Wednesday, July 31, 2002

You might have been wondering, during the debate over government subsidies to Amtrak, how the money might otherwise have been spent. Well, here are some relevant figures: Amtrak was granted a $520 million capital subsidy in 2001, plus another $105 in "safety and operations" funding (another $130 million-odd was spent on sundry other passenger rail projects, including "research and development"). The previous year, Amtrak supplied about 5.5 billion passenger miles of rail transportation; total passenger rail subsidies thus amounted to about 13.5 cents per passenger mile.

In 2000 (the most recent year for which figures appear to be available), Greyhound bus lines took in a total of about $1 billion in revenue, while providing nearly 8 billion passenger miles of bus transportation, for a total of about 13 cents per passenger mile (and that's assuming zero profit and zero revenue from non-passenger sources such as its package-shipping service). Meanwhile, Continental Airlines brought in 13.44 cents of revenue per passenger mile; United's figure was 13.25 cents, and American's was 14.05 cents. (Since 2000, airlines' revenues per passenger mile have declined, while Amtrak's subsidy per passenger mile has increased. Greyhound's parent company, Laidlaw, has been granted bankruptcy protection, so Greyhound's recent revenue figures are hard to come by.)

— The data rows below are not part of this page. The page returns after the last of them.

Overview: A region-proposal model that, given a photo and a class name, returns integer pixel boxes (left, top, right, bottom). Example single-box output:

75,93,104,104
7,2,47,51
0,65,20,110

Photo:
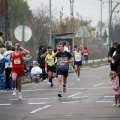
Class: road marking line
68,92,82,98
96,101,113,103
62,101,80,103
28,103,45,105
0,104,11,106
104,96,115,97
72,96,88,98
9,98,26,100
22,87,111,92
30,105,51,114
94,83,104,87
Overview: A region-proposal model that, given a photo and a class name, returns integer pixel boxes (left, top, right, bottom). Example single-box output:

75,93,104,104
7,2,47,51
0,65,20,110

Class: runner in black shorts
45,47,56,87
53,43,74,97
74,47,82,81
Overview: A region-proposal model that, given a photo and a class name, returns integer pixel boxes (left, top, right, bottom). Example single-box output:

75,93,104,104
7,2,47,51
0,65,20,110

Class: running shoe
12,90,16,96
112,104,117,107
50,83,54,87
77,77,80,81
63,85,66,93
18,93,22,100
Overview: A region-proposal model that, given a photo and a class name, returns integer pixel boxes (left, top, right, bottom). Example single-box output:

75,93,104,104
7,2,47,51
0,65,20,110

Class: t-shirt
3,50,13,68
0,54,3,60
64,46,69,52
56,51,72,65
74,51,82,61
45,53,55,66
31,66,42,76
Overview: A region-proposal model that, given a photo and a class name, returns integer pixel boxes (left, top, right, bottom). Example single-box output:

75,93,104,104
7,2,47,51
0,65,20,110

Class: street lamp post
100,0,103,61
49,0,52,46
109,2,120,49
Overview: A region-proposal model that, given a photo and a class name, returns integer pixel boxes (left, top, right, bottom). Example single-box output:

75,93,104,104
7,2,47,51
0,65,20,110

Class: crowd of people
0,31,88,99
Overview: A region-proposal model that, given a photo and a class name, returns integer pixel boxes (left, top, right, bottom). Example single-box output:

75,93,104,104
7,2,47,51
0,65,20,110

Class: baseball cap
113,41,118,45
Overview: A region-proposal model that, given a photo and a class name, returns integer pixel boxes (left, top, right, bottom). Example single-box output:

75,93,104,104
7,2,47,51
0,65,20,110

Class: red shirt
12,52,24,68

Remember, these are revenue figures--the amount these companies charged for the transportation they provided. (And all were profitable during the year in question.) In other words, the government's 2001 subsidy of passenger rail would have been approximately sufficient to pay for all of Amtrak's passengers the previous year to take a bus or plane instead--absolutely free.

On the other hand, it's not entirely certain that Amtrak's passengers would have taken this deal, even if they could somehow have been identified and offered the switch. After all, Amtrak is hardly the price-sensitive traveler's first choice; its fares on the most popular routes are typically slightly above the best available airfare (as a bit of experimentation with Amtrak's and Expedia's Websites will show), let alone the cost of a bus ticket. More likely, rail passengers are opting for comfort and convenience--particularly compared to Greyhound, whose highly, uh, "price-conscious" clientele may be exactly what Amtrak's passengers are looking to avoid. Viewed in this light, the massive federal subsidy provided to Amtrak's affluent, luxury-seeking customers is, pace the "egalitarian" mass transit ideologues, an appalling example of expensive, wasteful government favoritism towards the well-to-do.